The man who holds the patent to the floppy disk and more than 3000 other inventions draws his inspiration from a bizarre source: the cusp of death. Nakamatsu has claimed the secret to his success has been controlled drowning, which he achieved by diving underwater, remaining under until his breath is nearly spent, and attaining a moment of inspiration.
 
“To starve the brain of oxygen, you must dive deep and allow the water pressure to deprive the brain of blood,” he said. “Zero-point-five seconds before death, I visualize an invention.”
 
Disclaimer: The College of Law obviously does not suggest drowning for success.
 
Thomas Edison
 
Iconic inventor Thomas Edison’s peculiar habits extended to his hiring practices. When interviewing prospective research associates, he would require the interviewee to consume a bowl of soup in front of him. If they garnished the soup with salt before sampling it, Edison would immediately fail their application.

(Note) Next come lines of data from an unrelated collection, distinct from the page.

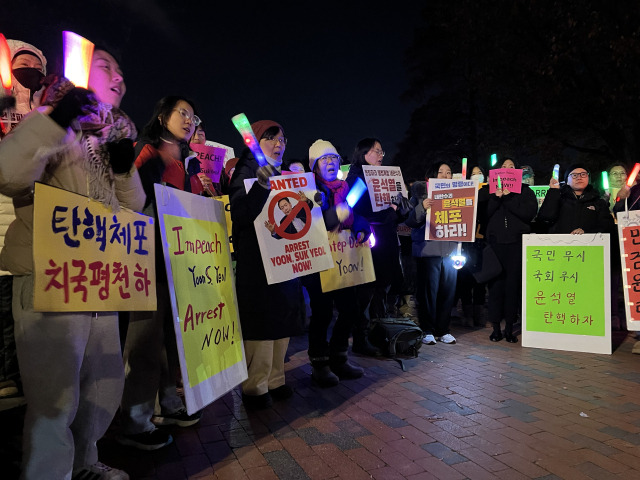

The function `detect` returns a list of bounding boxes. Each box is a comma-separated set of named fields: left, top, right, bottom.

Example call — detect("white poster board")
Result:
left=522, top=233, right=611, bottom=354
left=155, top=184, right=247, bottom=414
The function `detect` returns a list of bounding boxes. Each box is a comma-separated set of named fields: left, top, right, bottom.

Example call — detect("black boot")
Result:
left=351, top=332, right=382, bottom=357
left=311, top=358, right=340, bottom=388
left=329, top=352, right=364, bottom=380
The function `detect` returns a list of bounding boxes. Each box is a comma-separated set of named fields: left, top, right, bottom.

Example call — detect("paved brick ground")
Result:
left=1, top=320, right=640, bottom=480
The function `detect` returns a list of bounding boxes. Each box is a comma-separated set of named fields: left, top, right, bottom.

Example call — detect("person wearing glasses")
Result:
left=229, top=120, right=306, bottom=410
left=538, top=163, right=615, bottom=235
left=117, top=96, right=202, bottom=450
left=347, top=138, right=406, bottom=356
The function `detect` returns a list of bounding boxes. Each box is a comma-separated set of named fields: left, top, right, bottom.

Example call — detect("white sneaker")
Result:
left=422, top=334, right=436, bottom=345
left=438, top=333, right=456, bottom=344
left=73, top=462, right=129, bottom=480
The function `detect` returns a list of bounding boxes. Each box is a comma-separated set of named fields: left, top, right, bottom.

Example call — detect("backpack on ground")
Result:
left=369, top=318, right=424, bottom=371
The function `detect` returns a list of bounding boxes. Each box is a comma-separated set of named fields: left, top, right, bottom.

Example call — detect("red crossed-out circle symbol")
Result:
left=268, top=191, right=311, bottom=240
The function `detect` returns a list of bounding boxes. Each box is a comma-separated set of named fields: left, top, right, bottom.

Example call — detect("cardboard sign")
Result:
left=254, top=173, right=333, bottom=284
left=33, top=183, right=156, bottom=312
left=362, top=165, right=409, bottom=212
left=522, top=233, right=611, bottom=354
left=489, top=168, right=522, bottom=193
left=618, top=210, right=640, bottom=331
left=320, top=230, right=376, bottom=292
left=155, top=184, right=247, bottom=413
left=529, top=185, right=549, bottom=210
left=425, top=178, right=478, bottom=242
left=189, top=143, right=225, bottom=183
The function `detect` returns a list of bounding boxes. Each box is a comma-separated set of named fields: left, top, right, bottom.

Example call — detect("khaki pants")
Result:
left=242, top=338, right=289, bottom=395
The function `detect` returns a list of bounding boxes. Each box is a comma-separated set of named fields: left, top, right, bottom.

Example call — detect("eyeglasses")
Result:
left=262, top=135, right=287, bottom=145
left=173, top=108, right=202, bottom=127
left=569, top=172, right=589, bottom=179
left=318, top=158, right=342, bottom=164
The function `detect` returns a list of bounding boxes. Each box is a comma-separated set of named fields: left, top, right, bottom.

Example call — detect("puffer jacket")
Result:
left=0, top=111, right=145, bottom=275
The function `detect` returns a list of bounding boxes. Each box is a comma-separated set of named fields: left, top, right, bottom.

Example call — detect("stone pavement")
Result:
left=3, top=326, right=640, bottom=480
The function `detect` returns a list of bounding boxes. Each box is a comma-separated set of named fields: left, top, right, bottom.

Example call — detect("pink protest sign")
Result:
left=489, top=168, right=522, bottom=193
left=189, top=143, right=225, bottom=183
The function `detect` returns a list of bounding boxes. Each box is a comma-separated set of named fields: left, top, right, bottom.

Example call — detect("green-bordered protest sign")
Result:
left=522, top=234, right=611, bottom=354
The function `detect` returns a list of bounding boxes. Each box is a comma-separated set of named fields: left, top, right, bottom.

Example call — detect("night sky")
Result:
left=6, top=0, right=421, bottom=163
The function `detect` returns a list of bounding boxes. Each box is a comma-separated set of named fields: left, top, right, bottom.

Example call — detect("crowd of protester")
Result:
left=0, top=37, right=640, bottom=479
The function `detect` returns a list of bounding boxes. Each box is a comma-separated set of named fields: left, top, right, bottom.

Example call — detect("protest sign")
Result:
left=618, top=210, right=640, bottom=331
left=189, top=143, right=225, bottom=183
left=154, top=184, right=247, bottom=414
left=320, top=230, right=376, bottom=292
left=529, top=185, right=549, bottom=209
left=254, top=173, right=333, bottom=284
left=489, top=168, right=522, bottom=193
left=425, top=178, right=478, bottom=242
left=522, top=233, right=611, bottom=354
left=33, top=183, right=156, bottom=312
left=362, top=165, right=409, bottom=212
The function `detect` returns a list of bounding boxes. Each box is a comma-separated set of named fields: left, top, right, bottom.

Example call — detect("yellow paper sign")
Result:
left=320, top=230, right=376, bottom=292
left=163, top=214, right=243, bottom=387
left=33, top=183, right=156, bottom=312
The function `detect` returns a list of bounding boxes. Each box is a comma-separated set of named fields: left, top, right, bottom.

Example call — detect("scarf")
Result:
left=316, top=175, right=353, bottom=230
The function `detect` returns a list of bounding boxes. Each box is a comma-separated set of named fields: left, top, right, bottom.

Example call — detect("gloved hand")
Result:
left=256, top=164, right=278, bottom=190
left=107, top=138, right=136, bottom=173
left=391, top=192, right=411, bottom=217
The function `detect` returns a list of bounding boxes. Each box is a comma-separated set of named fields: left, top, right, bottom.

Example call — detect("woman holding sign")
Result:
left=303, top=140, right=371, bottom=387
left=486, top=158, right=546, bottom=343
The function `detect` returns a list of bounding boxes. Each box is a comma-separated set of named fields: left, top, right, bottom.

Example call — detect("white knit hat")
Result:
left=309, top=140, right=340, bottom=172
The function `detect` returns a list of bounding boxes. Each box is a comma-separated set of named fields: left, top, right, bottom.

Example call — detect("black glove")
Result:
left=49, top=87, right=97, bottom=128
left=391, top=192, right=412, bottom=217
left=256, top=164, right=278, bottom=190
left=107, top=138, right=136, bottom=173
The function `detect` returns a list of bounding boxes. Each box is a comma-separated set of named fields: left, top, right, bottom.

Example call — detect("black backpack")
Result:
left=369, top=318, right=424, bottom=371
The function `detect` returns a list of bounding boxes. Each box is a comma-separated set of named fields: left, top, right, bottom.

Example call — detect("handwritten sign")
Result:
left=362, top=165, right=409, bottom=212
left=425, top=178, right=478, bottom=242
left=33, top=183, right=156, bottom=312
left=618, top=210, right=640, bottom=331
left=489, top=168, right=522, bottom=193
left=522, top=234, right=611, bottom=353
left=254, top=173, right=333, bottom=284
left=320, top=230, right=376, bottom=292
left=189, top=143, right=225, bottom=183
left=155, top=184, right=247, bottom=413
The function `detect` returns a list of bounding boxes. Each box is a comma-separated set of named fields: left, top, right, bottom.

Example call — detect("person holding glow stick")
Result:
left=0, top=47, right=145, bottom=480
left=486, top=158, right=538, bottom=343
left=302, top=140, right=371, bottom=387
left=229, top=120, right=306, bottom=410
left=405, top=157, right=458, bottom=345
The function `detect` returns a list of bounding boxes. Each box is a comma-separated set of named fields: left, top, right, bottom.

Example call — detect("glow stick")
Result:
left=627, top=163, right=640, bottom=188
left=347, top=177, right=367, bottom=208
left=0, top=33, right=11, bottom=95
left=231, top=113, right=267, bottom=167
left=62, top=30, right=94, bottom=88
left=602, top=171, right=609, bottom=193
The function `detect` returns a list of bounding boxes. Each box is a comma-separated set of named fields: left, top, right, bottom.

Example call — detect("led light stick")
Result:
left=0, top=33, right=11, bottom=96
left=62, top=30, right=94, bottom=88
left=231, top=113, right=267, bottom=167
left=602, top=171, right=609, bottom=194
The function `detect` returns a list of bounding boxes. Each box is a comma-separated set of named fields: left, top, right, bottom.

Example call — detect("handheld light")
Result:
left=231, top=113, right=267, bottom=167
left=62, top=30, right=94, bottom=88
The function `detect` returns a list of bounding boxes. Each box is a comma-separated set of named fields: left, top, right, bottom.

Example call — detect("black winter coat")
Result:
left=229, top=149, right=306, bottom=340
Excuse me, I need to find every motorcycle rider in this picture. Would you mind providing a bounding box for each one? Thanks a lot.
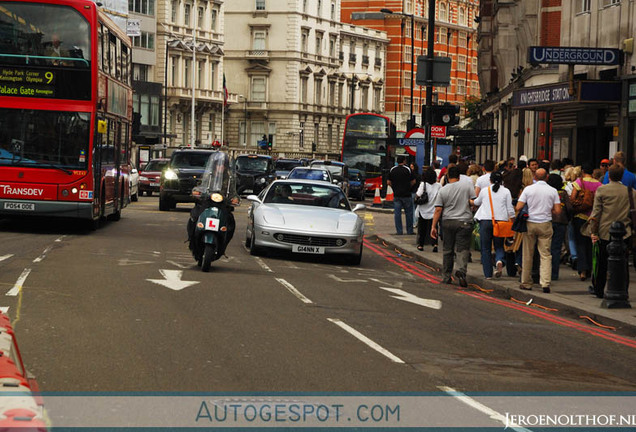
[187,151,241,255]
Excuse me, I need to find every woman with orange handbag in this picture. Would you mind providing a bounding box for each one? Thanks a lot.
[475,171,515,279]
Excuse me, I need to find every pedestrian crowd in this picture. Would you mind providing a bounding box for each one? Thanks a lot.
[387,151,636,298]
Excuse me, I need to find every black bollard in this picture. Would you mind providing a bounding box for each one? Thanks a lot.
[601,222,632,309]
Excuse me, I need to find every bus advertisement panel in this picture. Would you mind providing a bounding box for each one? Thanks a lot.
[341,113,395,193]
[0,0,132,226]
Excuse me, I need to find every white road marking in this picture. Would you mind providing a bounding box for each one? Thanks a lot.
[33,246,53,263]
[276,278,313,304]
[254,257,274,273]
[327,318,404,363]
[437,386,531,432]
[146,269,199,291]
[327,275,367,283]
[0,254,13,261]
[166,260,190,268]
[380,287,442,309]
[371,278,404,288]
[5,269,31,297]
[118,258,154,266]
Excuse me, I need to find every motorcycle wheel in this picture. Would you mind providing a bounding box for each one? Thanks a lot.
[201,244,216,272]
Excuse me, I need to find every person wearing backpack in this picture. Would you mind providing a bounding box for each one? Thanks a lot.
[415,168,442,252]
[570,162,603,281]
[546,173,574,280]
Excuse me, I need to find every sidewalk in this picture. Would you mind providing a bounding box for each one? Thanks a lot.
[366,207,636,336]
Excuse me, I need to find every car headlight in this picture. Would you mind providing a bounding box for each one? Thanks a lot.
[163,169,179,180]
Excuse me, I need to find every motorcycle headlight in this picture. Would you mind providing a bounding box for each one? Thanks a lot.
[163,169,179,180]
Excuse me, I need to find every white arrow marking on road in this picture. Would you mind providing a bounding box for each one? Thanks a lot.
[327,275,367,283]
[5,269,31,296]
[119,258,154,266]
[146,269,199,291]
[0,255,13,261]
[380,287,442,309]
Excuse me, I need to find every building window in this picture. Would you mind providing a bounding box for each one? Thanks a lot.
[183,60,190,87]
[601,0,621,7]
[130,32,155,49]
[252,30,265,51]
[133,63,150,81]
[171,0,179,23]
[250,122,265,147]
[314,78,322,105]
[128,0,155,15]
[252,77,266,102]
[457,55,466,71]
[197,61,207,88]
[437,3,448,21]
[300,77,309,103]
[183,3,190,27]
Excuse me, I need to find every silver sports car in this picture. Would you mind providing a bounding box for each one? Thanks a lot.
[245,180,365,265]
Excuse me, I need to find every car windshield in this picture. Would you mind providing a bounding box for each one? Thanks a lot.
[170,152,210,169]
[288,169,329,181]
[276,160,302,171]
[236,157,268,172]
[144,161,168,171]
[263,183,351,210]
[316,164,344,177]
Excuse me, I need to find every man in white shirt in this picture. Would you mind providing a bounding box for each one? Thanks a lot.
[515,168,561,293]
[475,159,495,196]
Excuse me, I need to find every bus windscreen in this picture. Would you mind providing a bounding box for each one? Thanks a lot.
[0,108,90,170]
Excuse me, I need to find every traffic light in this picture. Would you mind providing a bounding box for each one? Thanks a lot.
[432,104,460,126]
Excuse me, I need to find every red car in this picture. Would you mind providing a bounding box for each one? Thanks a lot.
[139,158,170,196]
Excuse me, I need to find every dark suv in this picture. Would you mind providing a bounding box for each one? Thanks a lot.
[234,155,276,195]
[159,149,214,211]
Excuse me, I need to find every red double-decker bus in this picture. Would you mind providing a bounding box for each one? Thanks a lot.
[0,0,132,227]
[340,113,395,193]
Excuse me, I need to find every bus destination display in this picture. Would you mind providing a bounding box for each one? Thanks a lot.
[0,67,55,98]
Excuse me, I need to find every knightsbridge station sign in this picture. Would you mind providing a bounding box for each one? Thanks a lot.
[528,46,622,65]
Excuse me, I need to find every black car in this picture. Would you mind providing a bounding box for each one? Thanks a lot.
[234,155,276,195]
[159,149,215,211]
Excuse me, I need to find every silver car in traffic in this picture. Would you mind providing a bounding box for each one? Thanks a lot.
[245,180,365,265]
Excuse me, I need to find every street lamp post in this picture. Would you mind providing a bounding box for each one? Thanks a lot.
[380,9,415,130]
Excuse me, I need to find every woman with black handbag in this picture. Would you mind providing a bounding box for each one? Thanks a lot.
[415,167,442,252]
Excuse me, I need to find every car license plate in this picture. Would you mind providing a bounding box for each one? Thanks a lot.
[4,202,35,211]
[292,245,325,255]
[205,218,219,231]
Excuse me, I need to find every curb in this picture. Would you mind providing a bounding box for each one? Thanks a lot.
[371,235,636,337]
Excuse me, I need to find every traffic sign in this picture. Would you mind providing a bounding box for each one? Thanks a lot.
[431,126,446,138]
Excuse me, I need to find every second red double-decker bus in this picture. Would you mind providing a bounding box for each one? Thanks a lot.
[0,0,132,227]
[341,113,395,193]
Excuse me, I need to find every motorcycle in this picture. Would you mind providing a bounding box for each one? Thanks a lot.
[188,152,240,272]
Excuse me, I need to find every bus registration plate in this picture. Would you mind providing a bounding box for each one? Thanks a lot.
[292,245,325,255]
[4,202,35,211]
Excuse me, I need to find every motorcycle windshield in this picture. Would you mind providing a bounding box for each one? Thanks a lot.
[202,152,230,194]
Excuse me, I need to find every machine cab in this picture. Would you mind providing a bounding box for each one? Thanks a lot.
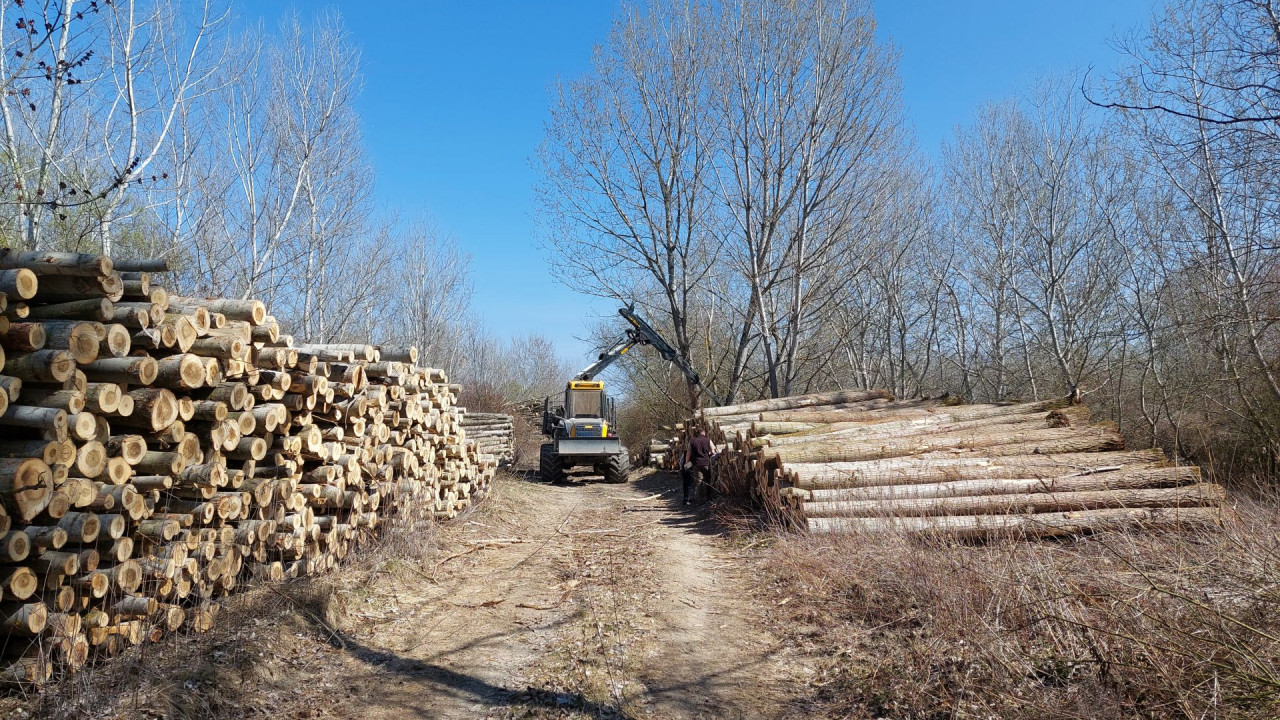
[544,380,616,438]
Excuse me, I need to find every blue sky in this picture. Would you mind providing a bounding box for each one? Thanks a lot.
[244,0,1155,361]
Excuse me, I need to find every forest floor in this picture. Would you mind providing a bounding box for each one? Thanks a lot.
[10,473,812,720]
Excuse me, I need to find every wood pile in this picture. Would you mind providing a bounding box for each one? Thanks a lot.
[460,410,516,462]
[0,249,497,683]
[632,423,685,470]
[668,391,1225,538]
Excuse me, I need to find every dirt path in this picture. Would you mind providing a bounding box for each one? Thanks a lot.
[325,475,786,719]
[12,475,810,720]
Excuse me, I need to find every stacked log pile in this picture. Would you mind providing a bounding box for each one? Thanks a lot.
[460,413,516,462]
[0,249,497,683]
[691,391,1225,538]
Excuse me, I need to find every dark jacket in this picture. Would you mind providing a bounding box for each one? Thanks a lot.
[689,436,716,468]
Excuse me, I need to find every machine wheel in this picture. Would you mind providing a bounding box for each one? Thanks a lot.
[538,442,564,483]
[604,448,631,483]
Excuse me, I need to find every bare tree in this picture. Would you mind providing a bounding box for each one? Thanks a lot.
[0,0,227,252]
[539,1,716,406]
[713,0,906,396]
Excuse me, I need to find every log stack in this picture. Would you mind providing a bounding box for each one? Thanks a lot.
[686,391,1225,538]
[458,409,516,464]
[0,249,498,683]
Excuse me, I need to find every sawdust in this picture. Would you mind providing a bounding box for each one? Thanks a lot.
[13,475,803,720]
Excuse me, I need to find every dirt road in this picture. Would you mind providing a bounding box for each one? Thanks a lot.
[320,475,787,719]
[0,474,812,720]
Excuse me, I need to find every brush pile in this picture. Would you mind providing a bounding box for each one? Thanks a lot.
[676,391,1225,538]
[0,249,498,683]
[461,413,516,462]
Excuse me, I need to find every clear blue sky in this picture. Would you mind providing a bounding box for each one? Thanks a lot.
[254,0,1155,361]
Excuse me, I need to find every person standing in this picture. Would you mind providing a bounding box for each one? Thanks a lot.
[681,428,716,505]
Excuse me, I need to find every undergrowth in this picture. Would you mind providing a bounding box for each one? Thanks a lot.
[767,503,1280,720]
[0,483,500,720]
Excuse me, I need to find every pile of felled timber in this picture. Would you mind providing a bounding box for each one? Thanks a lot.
[634,424,685,470]
[695,391,1225,538]
[460,413,516,462]
[0,249,497,683]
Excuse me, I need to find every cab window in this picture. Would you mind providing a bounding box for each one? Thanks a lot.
[570,389,604,418]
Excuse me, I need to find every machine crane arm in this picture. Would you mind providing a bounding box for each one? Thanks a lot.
[576,305,721,405]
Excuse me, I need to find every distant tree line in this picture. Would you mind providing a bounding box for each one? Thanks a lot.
[0,0,568,406]
[539,0,1280,475]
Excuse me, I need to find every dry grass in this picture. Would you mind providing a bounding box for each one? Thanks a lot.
[0,486,496,720]
[768,503,1280,720]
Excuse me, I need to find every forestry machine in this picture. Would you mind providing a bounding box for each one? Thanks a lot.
[538,306,719,483]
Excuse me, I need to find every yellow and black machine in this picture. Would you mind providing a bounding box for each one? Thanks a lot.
[538,302,719,483]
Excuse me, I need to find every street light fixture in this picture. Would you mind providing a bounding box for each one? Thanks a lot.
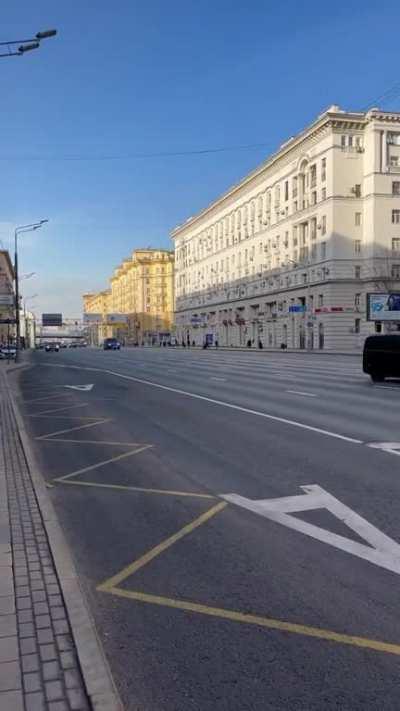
[0,30,57,57]
[14,219,48,363]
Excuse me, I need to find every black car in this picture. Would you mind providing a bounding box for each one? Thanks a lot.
[363,334,400,383]
[103,338,121,351]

There was a method to Edison’s eccentricity: the test was designed to discern whether prospective researchers approached an untested situation with pre-conceived assumptions.
 Igor Stravinsky
 
Many of us start our day with some kind of exercise routine, but few of us are likely to match the outlandish regime of Igor Stravinsky. The Russian-American composer would commence each day by standing on his head, which he believed would clear his mind for the many hours of composing ahead of him. Subsequent research has suggested the position can improve circulation and detoxify adrenal glands, so it appears as if Stravinsky may have been onto something.